For more than 100 years the spaceships of science fiction have whisked among interstellar civilizations on missions of exploration, trade, war, romance, and adventure.
Such tales of sidereal derring-do prompted Enrico Fermi wistfully to ask his colleagues over lunch at Los Alamos one day in 1950, “Where are they?” He meant intelligent aliens. If they’re out there, shouldn’t we see or hear something? Enrico obviously did not take flying saucer sightings seriously, even though they were all the rage in 1950.
When you are as famous a scientist as Fermi, even a casual question is likely to get named after you, and this one is known as Fermi’s Paradox. Astronomer Frank Drake had no specific answer for Fermi, but in 1960 he wrote a formula to describe his lack of knowledge accurately. This is the Drake Equation:
N = R* x fp x ne x fℓ x fi x fc x L
The factors for the number of detectable galactic civilizations are the rate of star formation, the fraction of stars that have planets, the fraction of planets that are habitable, the fraction of those that actually develop life, the fraction that develop intelligent life, the fraction that develop a detectable technical civilization, and the length of time technical civilizations last.
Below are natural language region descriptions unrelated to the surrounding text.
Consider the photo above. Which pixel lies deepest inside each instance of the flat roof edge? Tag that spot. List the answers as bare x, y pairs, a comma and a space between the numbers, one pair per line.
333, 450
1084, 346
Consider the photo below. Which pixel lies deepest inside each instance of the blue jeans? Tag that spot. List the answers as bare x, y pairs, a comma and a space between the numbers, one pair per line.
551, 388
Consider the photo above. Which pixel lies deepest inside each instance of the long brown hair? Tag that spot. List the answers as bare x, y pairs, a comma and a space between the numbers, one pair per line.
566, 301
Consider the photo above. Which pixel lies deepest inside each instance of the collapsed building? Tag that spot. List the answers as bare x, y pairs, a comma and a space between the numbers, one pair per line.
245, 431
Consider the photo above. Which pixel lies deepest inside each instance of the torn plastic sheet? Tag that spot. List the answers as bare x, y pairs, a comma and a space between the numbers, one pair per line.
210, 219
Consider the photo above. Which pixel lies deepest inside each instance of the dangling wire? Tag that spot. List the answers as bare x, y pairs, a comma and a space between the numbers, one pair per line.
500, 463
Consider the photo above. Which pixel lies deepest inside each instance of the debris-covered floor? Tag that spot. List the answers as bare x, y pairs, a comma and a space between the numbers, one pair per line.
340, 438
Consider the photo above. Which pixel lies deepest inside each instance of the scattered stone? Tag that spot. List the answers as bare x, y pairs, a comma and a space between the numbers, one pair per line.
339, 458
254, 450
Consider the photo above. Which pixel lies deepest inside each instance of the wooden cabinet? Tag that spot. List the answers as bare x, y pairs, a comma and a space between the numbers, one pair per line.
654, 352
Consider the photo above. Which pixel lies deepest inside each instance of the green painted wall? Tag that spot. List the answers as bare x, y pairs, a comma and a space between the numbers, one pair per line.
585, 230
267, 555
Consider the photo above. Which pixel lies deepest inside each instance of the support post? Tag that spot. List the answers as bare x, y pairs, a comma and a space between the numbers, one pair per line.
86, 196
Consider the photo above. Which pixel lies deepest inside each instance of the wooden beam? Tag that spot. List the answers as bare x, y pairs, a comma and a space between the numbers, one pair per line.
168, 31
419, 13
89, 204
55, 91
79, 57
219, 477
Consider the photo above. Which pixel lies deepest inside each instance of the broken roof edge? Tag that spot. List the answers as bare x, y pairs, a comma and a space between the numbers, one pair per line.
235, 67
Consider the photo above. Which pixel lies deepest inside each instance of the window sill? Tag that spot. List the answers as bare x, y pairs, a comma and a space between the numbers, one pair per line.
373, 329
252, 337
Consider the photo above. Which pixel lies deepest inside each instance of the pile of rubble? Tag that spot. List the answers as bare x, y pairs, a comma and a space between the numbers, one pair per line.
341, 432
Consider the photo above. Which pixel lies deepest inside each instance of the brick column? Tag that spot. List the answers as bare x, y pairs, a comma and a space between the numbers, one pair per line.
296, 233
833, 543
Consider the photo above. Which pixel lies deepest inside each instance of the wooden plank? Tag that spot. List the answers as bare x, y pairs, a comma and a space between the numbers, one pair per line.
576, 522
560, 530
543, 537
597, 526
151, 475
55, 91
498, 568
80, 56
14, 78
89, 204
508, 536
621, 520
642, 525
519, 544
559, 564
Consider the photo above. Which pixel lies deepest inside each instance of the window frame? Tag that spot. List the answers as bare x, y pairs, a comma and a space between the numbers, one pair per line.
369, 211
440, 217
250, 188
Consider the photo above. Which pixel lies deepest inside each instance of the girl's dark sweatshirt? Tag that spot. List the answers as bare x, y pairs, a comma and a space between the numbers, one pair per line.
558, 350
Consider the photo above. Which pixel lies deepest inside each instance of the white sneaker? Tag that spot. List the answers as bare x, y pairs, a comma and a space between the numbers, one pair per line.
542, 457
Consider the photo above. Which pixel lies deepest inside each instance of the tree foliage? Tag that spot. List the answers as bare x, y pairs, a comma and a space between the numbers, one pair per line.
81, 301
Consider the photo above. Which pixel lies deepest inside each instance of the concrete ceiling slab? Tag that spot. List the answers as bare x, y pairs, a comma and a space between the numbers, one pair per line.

Ever since 1960 scientists and amateurs alike have tried plugging numbers into this formula, and have come up with results as disparate as 1 and 50,000. One recent effort was by Duncan Forgan at the Royal Observatory in Edinburgh. He estimated a number for each variable based on current data. Forgan published his conclusions in the International Journal of Astrobiology.
Forgan’s answer is that there are 361 advanced civilizations in the Milky Way galaxy. His number presupposes that life can arise only under a narrow set of conditions and circumstances. He notes that if life can spread easily from one planet to another (carried perhaps by comets, meteorites, or asteroids) the number skyrockets, since life can exist in conditions where it wouldn’t form spontaneously. If this is the case, the number of civilizations is closer to 38,000.
361? I hear Fermi’s voice saying, “Where are they?” Forgan says that at 361 they are very thinly spaced in a galaxy 100,000 light years across. Even at 38,000, he adds, there is no guarantee of mutual contact. Perhaps not. At the larger number, though, one way contact seems pretty hard to avoid; even at the smaller number it is likely, especially since some of those aliens are bound to have had a substantial head start over humans at civilization. The earth has been flashing brighter than the sun in some frequencies ever since defense radars came on line more than 70 years ago. If ETs are doing the same, we should overhear some of their phone calls. So far there is silence.
Despite Forgan’s rigorous mathematical treatment of his data, he acknowledges the last few variables of Drake’s equation are still, at bottom, filled by guesses. Forgan knows more about the first few variables than I ever will, but it is my instinct that his guesses on the last few are wildly optimistic. So, therefore, is the number 361.
It’s a big universe, and I’ve little doubt that other self-important life-forms out there somewhere have posed the question, “Where are they?” Nonetheless, they may be long long ago in a galaxy far far away.